Hukum waris di Indonesia merupakan suatu sistem yang cukup kompleks. Hal ini dikarenakan hukum waris di Indonesia tidak hanya dipengaruhi oleh hukum positif atau hukum yang tertulis saja, melainkan juga dipengaruhi oleh berbagai unsur budaya dan adat. Salah satu simpul yang kerap kali mencuat adalah mengenai hak waris anak luar kawin. Topik ini menjadi semakin penting untuk dibahas pasca terbitnya Putusan Mahkamah Konstitusi (MK) Nomor 46/PUU-VIII/2010.
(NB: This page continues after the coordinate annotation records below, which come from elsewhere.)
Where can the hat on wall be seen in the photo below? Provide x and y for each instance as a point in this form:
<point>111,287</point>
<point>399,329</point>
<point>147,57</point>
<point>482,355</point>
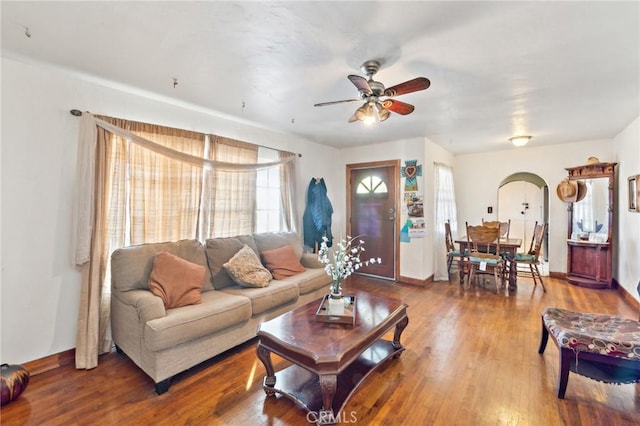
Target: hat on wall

Larutan Hukum Anak Luar Kawin
Putusan Mahkamah Konstitusi Nomor 46/PUU-VIII/2010 telah mengubah pandangan hukum tentang status anak luar kawin. Sesuai dengan putusan tersebut, seorang anak di luar kawin berhak atas harta waris dari ayahnya. Pembagian harta warisan ini tentunya didasarkan pada tolak ukur tertentu yang tergantung pada sistem kekerabatan yang digunakan oleh masing-masing keluarga.
Kekerabatan Patrilineal
Sistem kekerabatan patrilineal menyatakan bahwa seorang anak akan mendapatkan warisan dari ayahnya. Dalam konteks anak luar kawin, pasca putusan MK tersebut, anak di luar kawin memiliki hak yang sama dalam menerima warisan seperti halnya anak dalam kawin. Hal ini berarti, meskipun seorang anak lahir di luar perkawinan sah, ia tetap memiliki hak untuk menerima bagian dari warisan ayahnya, sepanjang bisa dibuktikan bahwa hubungan ayah dan anak tersebut memang ada.
Kekerabatan Matrilineal
Sedangkan dalam sistem kekerabatan matrilineal, seseorang akan mewarisi harta dari ibunya. Dalam hal ini, status anak luar kawin tidak menyebabkan perbedaan hak dalam pembagian harta warisan. Anak luar kawin tetap berhak atas harta waris dari ibunya, sama seperti anak kandung yang lahir dalam perkawinan. Yang menjadi perbedaan adalah siapa yang dianggap sebagai ibu dalam konteks hukum ini.
Kekerabatan Parental
Sistem kekerabatan parental, atau bilateral, adalah sistem yang mengakui kedua garis keturunan, baik dari ayah maupun ibu. Dalam hal ini, hak waris anak luar kawin juga diakui, baik dari pihak ayah maupun ibu. Artinya, anak luar kawin berhak atas harta warisan dari ayah dan ibunya, sebagaimana anak dalam perkawinan.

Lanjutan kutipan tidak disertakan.